The paper “Visual Exploration of Memory Traces and Call Stacks” was honoured with the VISSOFT Best Paper Award.

At the software visualization conference VISSOFT, we presented a tool for tracing memory access patterns of arbitrary applications at runtime and then doing post-mortem visual analysis. The purpose of this visualization is to help developers finding hints for optimization of their code regarding memory usage. This is important for many applications in the area of high-performance computing, especially because the gap between processor and memory speeds continues to grow. Thus, memory accesses pose a bottleneck for performance-critical applications.

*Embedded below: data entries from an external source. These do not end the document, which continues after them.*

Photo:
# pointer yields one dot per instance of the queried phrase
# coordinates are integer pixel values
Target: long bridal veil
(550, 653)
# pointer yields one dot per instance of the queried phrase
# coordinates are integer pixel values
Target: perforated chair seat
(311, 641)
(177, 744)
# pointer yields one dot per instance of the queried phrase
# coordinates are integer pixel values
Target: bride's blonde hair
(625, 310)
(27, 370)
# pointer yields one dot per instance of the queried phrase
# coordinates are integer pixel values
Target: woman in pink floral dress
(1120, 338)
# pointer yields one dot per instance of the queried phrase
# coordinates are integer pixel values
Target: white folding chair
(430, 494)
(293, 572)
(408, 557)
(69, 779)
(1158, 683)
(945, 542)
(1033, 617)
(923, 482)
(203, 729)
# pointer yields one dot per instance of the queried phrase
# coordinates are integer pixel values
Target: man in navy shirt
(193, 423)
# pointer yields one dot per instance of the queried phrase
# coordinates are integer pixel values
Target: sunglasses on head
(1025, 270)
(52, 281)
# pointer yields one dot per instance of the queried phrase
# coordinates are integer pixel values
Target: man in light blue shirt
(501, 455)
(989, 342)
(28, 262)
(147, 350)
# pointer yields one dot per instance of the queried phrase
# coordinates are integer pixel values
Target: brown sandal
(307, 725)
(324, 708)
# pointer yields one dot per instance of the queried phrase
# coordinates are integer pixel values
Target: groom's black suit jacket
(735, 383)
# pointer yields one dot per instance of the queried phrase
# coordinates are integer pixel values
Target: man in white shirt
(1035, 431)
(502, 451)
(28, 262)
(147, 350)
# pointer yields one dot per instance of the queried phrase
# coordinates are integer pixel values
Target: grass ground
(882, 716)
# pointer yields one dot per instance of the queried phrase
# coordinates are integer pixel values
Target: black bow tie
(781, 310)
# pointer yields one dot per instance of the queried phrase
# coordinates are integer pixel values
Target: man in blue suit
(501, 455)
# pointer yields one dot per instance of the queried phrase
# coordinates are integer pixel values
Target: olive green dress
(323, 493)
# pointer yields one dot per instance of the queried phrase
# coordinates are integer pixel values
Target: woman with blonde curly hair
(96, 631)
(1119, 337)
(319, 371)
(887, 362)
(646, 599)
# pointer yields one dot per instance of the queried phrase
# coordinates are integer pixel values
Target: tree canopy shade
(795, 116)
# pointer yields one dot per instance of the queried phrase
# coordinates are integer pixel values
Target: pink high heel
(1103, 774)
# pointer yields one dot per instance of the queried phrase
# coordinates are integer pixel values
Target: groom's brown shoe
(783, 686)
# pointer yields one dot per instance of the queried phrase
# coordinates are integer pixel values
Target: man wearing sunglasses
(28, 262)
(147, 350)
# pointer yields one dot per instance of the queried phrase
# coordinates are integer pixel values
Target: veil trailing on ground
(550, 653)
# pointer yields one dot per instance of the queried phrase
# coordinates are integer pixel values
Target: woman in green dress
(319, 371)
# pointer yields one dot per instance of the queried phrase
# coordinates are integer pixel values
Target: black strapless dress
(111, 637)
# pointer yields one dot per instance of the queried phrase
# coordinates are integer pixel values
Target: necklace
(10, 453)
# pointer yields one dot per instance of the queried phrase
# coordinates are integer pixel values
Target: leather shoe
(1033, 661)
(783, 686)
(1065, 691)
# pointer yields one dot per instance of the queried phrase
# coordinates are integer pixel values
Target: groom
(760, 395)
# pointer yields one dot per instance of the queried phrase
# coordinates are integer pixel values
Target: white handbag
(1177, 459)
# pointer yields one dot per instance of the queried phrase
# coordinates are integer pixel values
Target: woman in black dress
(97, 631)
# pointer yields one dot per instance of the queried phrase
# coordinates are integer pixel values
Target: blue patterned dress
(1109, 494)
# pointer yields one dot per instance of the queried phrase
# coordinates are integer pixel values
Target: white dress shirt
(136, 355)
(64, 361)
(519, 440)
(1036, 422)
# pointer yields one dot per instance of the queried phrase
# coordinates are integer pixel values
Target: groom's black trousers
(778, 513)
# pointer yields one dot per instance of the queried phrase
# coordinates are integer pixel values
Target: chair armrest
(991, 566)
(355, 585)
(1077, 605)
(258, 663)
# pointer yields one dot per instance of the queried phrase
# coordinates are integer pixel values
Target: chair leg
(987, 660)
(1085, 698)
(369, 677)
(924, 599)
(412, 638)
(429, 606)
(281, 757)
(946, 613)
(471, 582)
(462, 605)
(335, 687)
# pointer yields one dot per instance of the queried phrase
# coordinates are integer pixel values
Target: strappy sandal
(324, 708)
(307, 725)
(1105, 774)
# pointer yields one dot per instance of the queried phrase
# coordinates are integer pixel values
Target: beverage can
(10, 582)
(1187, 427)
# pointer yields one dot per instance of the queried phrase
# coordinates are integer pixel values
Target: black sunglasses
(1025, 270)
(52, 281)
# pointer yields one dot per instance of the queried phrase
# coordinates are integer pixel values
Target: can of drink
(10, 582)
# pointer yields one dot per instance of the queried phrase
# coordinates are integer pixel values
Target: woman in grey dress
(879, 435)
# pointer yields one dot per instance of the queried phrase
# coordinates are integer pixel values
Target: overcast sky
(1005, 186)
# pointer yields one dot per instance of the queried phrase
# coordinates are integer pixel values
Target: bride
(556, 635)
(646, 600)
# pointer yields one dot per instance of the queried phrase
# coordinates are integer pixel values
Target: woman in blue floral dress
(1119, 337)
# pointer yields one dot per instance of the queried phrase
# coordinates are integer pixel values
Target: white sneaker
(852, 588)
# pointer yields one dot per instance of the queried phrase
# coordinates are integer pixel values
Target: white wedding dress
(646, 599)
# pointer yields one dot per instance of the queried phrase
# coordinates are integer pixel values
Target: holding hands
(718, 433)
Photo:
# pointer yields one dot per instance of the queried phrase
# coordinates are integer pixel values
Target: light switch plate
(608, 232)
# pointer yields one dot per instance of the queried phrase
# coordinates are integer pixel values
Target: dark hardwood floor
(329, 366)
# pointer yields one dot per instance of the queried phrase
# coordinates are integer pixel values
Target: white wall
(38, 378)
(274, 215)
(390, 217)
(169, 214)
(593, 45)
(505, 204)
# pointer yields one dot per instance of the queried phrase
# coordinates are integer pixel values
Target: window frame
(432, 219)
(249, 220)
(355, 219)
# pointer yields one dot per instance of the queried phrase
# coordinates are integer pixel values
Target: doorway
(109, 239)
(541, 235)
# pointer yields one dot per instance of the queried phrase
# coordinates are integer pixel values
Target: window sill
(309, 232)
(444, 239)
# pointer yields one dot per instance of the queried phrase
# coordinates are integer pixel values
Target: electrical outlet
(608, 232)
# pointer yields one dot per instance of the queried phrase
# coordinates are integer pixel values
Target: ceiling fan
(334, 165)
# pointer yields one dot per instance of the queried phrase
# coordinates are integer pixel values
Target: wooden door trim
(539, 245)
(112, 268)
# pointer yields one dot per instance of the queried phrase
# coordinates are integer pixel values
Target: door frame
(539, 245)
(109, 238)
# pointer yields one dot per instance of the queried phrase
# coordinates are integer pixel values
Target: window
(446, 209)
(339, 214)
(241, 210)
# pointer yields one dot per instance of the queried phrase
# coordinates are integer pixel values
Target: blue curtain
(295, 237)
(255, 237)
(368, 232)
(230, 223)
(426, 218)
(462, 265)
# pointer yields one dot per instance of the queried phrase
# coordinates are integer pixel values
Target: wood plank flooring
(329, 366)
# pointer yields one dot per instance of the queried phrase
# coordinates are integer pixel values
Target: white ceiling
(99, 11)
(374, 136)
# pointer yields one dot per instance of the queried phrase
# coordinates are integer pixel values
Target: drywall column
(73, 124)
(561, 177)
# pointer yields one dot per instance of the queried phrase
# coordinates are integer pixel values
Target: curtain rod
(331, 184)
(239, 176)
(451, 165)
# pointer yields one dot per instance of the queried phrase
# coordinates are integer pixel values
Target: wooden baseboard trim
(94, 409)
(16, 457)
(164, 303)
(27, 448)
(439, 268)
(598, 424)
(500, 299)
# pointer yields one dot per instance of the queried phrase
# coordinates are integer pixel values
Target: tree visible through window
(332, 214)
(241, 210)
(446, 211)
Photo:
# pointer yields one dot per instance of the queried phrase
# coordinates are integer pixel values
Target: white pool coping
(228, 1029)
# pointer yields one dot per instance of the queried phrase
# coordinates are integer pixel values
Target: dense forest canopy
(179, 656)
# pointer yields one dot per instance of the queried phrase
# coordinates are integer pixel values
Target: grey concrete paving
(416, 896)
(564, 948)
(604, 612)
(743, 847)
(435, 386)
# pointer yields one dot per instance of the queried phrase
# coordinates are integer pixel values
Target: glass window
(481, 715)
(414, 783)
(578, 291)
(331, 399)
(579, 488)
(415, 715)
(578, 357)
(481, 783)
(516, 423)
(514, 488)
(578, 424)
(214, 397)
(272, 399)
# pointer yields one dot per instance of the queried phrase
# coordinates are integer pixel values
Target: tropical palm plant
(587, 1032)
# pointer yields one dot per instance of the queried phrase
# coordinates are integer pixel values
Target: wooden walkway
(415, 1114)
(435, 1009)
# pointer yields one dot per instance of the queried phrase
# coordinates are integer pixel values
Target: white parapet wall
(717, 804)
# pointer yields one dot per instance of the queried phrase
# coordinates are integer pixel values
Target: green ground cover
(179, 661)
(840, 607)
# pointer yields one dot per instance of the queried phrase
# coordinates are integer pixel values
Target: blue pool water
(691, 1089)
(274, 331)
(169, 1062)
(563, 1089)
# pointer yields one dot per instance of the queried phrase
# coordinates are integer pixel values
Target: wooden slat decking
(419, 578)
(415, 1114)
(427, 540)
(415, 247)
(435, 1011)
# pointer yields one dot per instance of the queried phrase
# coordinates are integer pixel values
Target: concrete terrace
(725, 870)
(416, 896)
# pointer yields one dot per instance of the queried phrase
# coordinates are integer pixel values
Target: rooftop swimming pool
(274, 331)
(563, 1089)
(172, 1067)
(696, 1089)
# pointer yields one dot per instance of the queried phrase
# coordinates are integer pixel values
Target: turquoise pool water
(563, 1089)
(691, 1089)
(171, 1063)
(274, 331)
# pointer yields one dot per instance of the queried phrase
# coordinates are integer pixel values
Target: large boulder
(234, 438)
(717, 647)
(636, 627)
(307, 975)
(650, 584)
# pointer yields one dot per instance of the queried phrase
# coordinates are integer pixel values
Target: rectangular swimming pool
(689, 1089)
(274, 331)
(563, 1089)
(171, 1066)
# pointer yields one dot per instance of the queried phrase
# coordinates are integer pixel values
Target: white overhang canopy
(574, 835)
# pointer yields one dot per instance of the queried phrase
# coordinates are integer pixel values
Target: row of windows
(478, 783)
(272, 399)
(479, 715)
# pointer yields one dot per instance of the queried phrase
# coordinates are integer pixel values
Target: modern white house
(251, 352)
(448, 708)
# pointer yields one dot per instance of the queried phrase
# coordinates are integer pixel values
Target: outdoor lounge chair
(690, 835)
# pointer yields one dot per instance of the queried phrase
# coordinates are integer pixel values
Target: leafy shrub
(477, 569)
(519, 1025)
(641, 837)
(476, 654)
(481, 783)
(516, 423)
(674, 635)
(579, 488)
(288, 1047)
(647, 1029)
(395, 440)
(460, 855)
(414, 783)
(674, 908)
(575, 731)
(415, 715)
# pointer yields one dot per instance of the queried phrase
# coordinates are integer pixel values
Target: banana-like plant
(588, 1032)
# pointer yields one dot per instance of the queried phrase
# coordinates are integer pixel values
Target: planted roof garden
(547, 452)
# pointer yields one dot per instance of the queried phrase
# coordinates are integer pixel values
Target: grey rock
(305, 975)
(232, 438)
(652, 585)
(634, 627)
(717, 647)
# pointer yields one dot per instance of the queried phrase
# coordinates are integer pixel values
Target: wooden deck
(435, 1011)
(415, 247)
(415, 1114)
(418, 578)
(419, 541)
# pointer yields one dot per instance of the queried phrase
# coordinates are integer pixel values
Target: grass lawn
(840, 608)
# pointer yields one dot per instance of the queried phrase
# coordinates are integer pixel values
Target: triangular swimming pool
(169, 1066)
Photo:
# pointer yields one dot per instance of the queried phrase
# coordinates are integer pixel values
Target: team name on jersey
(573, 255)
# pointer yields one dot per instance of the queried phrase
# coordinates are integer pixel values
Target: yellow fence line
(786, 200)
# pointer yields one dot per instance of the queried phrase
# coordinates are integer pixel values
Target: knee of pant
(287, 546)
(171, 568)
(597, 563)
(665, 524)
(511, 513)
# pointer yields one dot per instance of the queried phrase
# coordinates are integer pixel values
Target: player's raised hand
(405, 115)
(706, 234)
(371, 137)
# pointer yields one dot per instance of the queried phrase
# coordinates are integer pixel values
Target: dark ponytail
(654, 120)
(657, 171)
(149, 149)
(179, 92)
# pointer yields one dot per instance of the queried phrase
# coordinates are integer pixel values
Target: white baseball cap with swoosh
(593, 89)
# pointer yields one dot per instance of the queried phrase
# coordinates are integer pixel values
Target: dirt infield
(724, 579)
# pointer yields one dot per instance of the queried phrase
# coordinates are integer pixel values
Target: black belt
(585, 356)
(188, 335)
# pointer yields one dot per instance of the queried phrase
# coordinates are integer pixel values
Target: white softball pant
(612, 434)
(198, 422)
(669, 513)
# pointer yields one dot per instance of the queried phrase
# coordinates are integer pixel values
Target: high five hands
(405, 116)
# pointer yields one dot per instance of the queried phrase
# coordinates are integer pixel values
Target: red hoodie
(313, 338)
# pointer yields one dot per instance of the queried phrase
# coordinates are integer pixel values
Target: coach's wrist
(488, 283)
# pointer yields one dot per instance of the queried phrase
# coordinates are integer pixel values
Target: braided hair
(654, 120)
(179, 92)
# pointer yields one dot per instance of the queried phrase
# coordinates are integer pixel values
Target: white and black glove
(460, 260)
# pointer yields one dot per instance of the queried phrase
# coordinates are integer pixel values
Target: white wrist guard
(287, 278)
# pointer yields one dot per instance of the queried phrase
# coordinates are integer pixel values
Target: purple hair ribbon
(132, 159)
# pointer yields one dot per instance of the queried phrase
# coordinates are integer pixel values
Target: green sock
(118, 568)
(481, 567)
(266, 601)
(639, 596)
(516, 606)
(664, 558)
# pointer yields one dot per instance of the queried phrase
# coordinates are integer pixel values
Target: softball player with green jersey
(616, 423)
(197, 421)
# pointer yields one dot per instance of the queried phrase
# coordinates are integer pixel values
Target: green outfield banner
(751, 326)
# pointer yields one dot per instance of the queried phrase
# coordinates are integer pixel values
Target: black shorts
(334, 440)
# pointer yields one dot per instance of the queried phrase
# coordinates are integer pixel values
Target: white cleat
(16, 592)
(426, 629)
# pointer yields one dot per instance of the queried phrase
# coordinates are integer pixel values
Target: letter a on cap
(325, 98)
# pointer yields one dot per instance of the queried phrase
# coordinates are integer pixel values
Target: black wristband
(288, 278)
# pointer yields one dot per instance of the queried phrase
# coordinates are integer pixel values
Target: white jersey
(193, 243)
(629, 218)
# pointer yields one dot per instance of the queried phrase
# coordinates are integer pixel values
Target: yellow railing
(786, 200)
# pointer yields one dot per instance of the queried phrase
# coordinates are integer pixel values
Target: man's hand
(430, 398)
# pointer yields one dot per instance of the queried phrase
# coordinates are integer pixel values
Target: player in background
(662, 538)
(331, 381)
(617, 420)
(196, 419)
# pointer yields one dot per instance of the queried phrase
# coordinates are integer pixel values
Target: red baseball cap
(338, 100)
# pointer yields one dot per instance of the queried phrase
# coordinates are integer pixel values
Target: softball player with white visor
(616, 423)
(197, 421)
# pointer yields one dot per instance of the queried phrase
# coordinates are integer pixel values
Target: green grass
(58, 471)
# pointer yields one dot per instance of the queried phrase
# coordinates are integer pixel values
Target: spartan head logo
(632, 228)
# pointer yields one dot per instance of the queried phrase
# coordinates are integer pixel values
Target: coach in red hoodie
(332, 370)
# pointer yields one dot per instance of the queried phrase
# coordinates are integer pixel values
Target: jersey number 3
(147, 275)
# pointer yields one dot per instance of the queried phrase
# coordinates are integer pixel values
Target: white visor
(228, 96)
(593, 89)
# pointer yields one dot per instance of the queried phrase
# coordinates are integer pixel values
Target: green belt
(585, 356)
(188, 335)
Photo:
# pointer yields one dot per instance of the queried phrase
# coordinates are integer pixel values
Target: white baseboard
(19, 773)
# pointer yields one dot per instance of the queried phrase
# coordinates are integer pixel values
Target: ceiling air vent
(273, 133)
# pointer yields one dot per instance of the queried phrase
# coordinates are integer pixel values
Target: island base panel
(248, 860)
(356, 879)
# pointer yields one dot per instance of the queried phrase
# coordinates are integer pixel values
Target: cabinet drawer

Analyzing memory accesses in the high-level source code is difficult and requires knowledge about compiler optimizations, vectorization, or different cache layers. At machine code level, it is clearer which instructions access memory. Therefore, we developed a tracing tool based on the DynamoRIO framework to instrument machine code at runtime. We trace not only information such as addresses and sizes of accessed memory, but also function calls to provide source code context to relate memory accesses to user code. The traced information is processed and presented within the MegaMol framework. We depict each individual memory access as a point in a scatterplot with the accessed address plotted over execution time. Here, the difficulty is the 64-bit address range, which exceeds the number of pixels available by several magnitudes. Moreover, the address range is only sparsely occupied. Thus, we use a clustering algorithm to identify empty address ranges, which we collapse in the plot. We decorate the x-axis of the scatterplot, representing execution time, with a flamegraph depicting the call stack evolution. It enables the user to relate individual memory accesses to the source code.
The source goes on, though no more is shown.